He worked as a technician for four years before being promoted to environmental services manager.

Why did you get into this line of work? And did you always want to do this?

I was a forklift driver at a warehouse for about 10 years. I did not find the job very rewarding. I did not think there were many chances for promotions that would help me get ahead in life. And I was tired of the same old daily routine, working between the same four walls for eight hours a day.

I had a buddy who worked at ERC. He encouraged me to apply. I did and was hired. I started as a regular field technician, working under a project manager. I had no formal training; I learned on the job. From the first day, I knew this was the job for me. 

What does a typical day look like?

Typically my day starts at 7 a.m. and usually ends around 3 or 4 p.m. Customers usually call in advance to set up a site walk, or to walk through a spill, or discuss a specific project they want done. If the area is contaminated with a hazardous material, we take samples of the contaminated material and submit it to be tested. Whether it’s a hazardous or a non-hazardous job, we work with the customer to figure out a plan to tackle the project. As I progressed as a technician, I learned how to complete projects from beginning to end. Now I run a crew of 10 technicians, including drivers.

What do you like most about your job? And least?

I love the satisfaction I get from overseeing a project from beginning to end, and seeing the smile on the customer’s face when the problem they once had was solved professionally and in an environmentally friendly way. 

I really can’t think of the thing I like least about my job. Like I mentioned, I’ve worked in this field for five years. I still enjoy coming to work every day.

What’s the most common misconception about your job?

You must be an “environmentalist” to work in the environment.
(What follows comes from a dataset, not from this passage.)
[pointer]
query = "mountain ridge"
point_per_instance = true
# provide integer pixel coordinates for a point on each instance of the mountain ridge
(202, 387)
Even though I work as an environmental technician, my work doesn’t consist every day of battling global warming or saving the ocean. My field is practical and includes duties such as site remediation, regulation compliance, conducting assessments and evaluations and reporting. 

What do you wish you knew about the job before you got into it?

How to sign up sooner! I also wish I would have known how much manual labor is involved. There’s a lot of shoveling.

Why would you recommend that someone go into this line of work?

I think there is a desire in human nature to feel a sense of achievement when completing projects. For instance, every project is like completing a puzzle — there are problems and customers look for us to help find the solutions to their issue. If you like solving problems and completing projects, this job is for you. 

Can you describe one particular moment or day on the job that gave you real satisfaction?

An elderly woman had an issue with an underground storage tank in her backyard. It was mentioned to her that the tank was leaking fuel and was going to cost hundreds of dollars to completely excavate the tank and dispose of it. I used my knowledge and experience to assess the ground and the surrounding environment. I let her know her tank was in good shape and the fuel she was putting in it was in fact staying in the tank. She was very grateful that I saved her money. 

Where do you see yourself in five to 10 years?

I want to continue to work hard and be promoted to vice president or to a similar position where I can oversee an environmental services division.